The year of the revolution, another future member of Iran’s artistic diaspora was born in Tehran: Amir H. Fallah, a figurative painter now based in Los Angeles. Because of the political turmoil in Iran, Mr. Fallah had a much more unstable childhood. He grew up at the height of the Iran-Iraq war, when aerial bombings often forced families to take refuge in bunkers stocked with cans of food.
When the family decided to move to Austria, they entrusted their savings to a distant relative who ran off with the money, leaving them stranded for two years in Turkey. “We went from middle class to abject poverty overnight,” he recalled in a telephone interview.
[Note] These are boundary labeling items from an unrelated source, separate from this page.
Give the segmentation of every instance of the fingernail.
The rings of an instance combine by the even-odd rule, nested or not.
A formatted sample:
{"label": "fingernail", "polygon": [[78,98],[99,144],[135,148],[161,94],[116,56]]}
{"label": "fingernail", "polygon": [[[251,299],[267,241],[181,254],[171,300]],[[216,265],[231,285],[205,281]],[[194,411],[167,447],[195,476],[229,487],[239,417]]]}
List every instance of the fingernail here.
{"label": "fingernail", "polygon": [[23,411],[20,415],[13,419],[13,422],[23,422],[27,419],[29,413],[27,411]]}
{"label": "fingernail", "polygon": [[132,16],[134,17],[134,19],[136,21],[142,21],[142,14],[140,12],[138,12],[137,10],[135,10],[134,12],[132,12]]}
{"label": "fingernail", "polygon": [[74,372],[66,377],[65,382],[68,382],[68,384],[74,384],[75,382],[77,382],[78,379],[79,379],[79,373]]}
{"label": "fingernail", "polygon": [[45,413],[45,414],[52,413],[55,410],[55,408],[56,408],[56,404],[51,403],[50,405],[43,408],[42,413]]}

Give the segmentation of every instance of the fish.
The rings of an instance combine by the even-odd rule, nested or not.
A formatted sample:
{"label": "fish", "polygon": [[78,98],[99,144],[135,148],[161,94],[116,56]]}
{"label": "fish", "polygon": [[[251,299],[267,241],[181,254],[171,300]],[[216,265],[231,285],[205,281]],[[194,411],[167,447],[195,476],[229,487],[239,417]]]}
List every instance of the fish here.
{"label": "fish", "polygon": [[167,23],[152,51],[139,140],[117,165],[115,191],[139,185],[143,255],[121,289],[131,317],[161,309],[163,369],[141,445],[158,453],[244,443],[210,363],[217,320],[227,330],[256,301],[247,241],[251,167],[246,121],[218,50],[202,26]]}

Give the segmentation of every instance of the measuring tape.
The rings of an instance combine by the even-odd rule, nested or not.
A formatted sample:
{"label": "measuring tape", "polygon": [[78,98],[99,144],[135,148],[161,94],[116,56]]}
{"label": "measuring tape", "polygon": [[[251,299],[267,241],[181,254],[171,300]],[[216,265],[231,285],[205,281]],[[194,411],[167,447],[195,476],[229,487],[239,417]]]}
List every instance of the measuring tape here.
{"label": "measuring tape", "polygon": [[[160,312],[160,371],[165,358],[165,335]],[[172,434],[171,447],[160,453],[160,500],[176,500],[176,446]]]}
Settling in Virginia, the family eventually regained its former status. After graduating from the University of California, Los Angeles, Mr. Fallah started exhibiting in Dubai in the United Arab Emirates in 2005. His first large-scale exhibition is at the Museum of Contemporary Art in Tucson, Ariz., through May 3.
“I don’t feel 100 percent anything, really, and I feel like I’m in a state of limbo, which is fine with me: I think that’s where richness lies,” he said of his multiple cultural identities. As a dark-skinned Iranian, he said, he suffered racism. “A lot of Iranians get a cultural pass because they can pass off as white, but I never had that experience,” he said.
His acrylic paintings are decorative and ornate, a bridge between two worlds. “For me, it’s interesting to mash up a detail from a Persian miniature or a Persian rug with a 1980s skateboard graphic, or references to graffiti art or graphic design and pop culture, because that’s kind of what I am,” he explained.
In his earlier body of work, faces are concealed with a bandanna or a scarf. “When you can’t see somebody’s physical features, then you have to focus on the other things around them,” he said. “It goes back to my own identity. People are always misreading me because I’m dark-skinned. That’s kind of where this comes out of.”
Mr. Fallah said the art world was focused on “areas it’s been neglecting,” such as African-American and Latino artists, and “some of that does trickle down to Iranian artists. But honestly, I haven’t seen a big boom.”